Боярыня (СИ) - Брэйн Даниэль - Страница 36


Изменить размер шрифта:

36

Я приподнялась. Тимофей заплакал. Холодея, я положила на него руку.

— Наталья!..

Она вышла, ушла по делам, она не была привязана к детям, если рядом с ними была я, но она никогда не клала Тимофея на кровать — боялась заспать, а мне не возражала, мол, боярыня сама за себя и сына в ответе.

— Наталья!..

Кто-нибудь, объясните мне?..

Я вскочила с кровати в одной рубахе под рев Тимофея, а следом и Кондрата. Открылась дверь — на пороге стояла Марья, которая давно уже не появлялась в доме, прочно обосновавшись в родильном отделении во дворе.

Я открыла рот. Закрыла. За плечом Марьи маячили Гашка и Фроська, и никто ничего мне не говорил.

Марья покачала головой, замахнулась на застывших баб, и те, ахнув, кинулись к голосящим детям. Я дернулась было…

Уже не имеет значения — пусть узнают, что у меня сын, а не дочь. Угроза в лице Анны и Аниськи устранена, а кто посмеет обвинить меня во вранье? Наоборот, если верить Пимену, а в этом вопросе я ему доверяла абсолютно, моя власть в доме станет безоговорочной.

Бабы принялись успокаивать детей. Я встретилась взглядом со старой повитухой, закусила губу — я все еще не знала, что происходит. Марья понятливо покивала:

— Кормилицу, матушка, тебе сызнова надобно. Я приведу, за то не тревожься, кормилиц-то у меня таперича мно-ого. Ой, негодные, ой, прогневали Пятерых, кому опосля плакаться будут? Померзнут да кости их по кустам растащат! — и она погрозила невидимой Наталье кулаком.

Гашка была более опытна и с недовольством Кондрата справилась быстро, Фроська, которой до родов и собственной практики оставался какой-нибудь месяц, нервно укачивала Тимофея, но и он уже не орал, а брюзгливо покряхтывал. Я молчала, Марья продолжала скрипеть:

— А что с холопчонком-то делать, матушка? Куда-то его теперь? Наташка, чернь неблагодарная, дитенка бросила, и Афонька такой же стервец, а хоть палаты не обокрали, не сумневайся, Пимен с самого ранечка при деле и у него за всем верный догляд. Да простят меня Пятеро, а сечь надо, матушка, как боярин-то батюшка сек! Сек, и ведь прок был, а как не сечь-то холопов? Холопу ум через розги приходит! Вон, матушка, Гашку за то спроси…

Была я раздавлена? Разбита? Потеряла ли веру в людей? Отнюдь, это было даже не чувство обиды — досада. И еще я хотела узнать причину. Наталья не мечтала стать вольной, и вот — бега. Марья бессвязно и зло бормотала, и, видимо, злоба ее была лишь для меня безопасной, потому что бабы съеживались от страха и беспомощно переглядывались.

— Почему именно сейчас? — спросила я. — Как… как она смогла? Одна или с Афонькой?

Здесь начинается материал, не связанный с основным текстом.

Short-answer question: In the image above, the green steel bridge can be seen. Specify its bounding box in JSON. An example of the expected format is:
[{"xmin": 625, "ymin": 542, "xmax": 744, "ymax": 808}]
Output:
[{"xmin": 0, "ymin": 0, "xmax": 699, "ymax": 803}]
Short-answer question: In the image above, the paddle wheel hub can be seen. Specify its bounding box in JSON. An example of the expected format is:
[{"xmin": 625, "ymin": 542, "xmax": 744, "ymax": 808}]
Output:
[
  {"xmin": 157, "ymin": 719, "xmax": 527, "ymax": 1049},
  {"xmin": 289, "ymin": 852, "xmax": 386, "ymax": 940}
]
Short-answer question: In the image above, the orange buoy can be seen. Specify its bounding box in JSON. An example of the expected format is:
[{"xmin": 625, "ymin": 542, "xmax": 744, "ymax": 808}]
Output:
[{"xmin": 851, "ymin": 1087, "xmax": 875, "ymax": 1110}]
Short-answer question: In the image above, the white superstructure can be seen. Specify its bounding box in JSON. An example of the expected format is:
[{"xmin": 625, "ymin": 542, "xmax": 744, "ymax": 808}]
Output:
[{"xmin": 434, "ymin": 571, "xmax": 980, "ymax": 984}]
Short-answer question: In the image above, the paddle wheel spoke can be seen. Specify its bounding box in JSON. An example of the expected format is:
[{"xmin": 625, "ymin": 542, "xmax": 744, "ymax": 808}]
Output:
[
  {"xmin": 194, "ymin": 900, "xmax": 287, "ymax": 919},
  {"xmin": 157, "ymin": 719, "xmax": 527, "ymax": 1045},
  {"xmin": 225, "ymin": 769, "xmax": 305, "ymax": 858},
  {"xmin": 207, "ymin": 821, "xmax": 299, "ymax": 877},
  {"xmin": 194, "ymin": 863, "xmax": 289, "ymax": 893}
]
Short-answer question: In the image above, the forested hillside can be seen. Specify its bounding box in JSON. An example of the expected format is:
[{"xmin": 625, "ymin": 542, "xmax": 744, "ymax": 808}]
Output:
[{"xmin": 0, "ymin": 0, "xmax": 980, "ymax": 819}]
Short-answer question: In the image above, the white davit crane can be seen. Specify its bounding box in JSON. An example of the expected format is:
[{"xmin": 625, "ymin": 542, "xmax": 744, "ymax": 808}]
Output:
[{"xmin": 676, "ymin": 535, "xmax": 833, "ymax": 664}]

— Так известно, — Марья надулась. — Моры сгинули, река пошла, дороги открыты. Супостаты! Тьфу, окаянные! Что, матушка, теперь розыск подашь? Не дело то, в бега бегать. Добро бы жили как нелюди, а то же в твоем дворе — грех жалиться, матушка, ох-то грех!

Она, безусловно, права, на розыск беглецов я подам непременно, хотя бы для того, чтобы спросить — почему? Положение Натальи в доме было равно положению Пимена, только если своего главного помощника я могла в любой момент лишить милости, то кормилица получала права и блага пожизненно. Я взяла ее сына в дом, я собралась растить его как своего…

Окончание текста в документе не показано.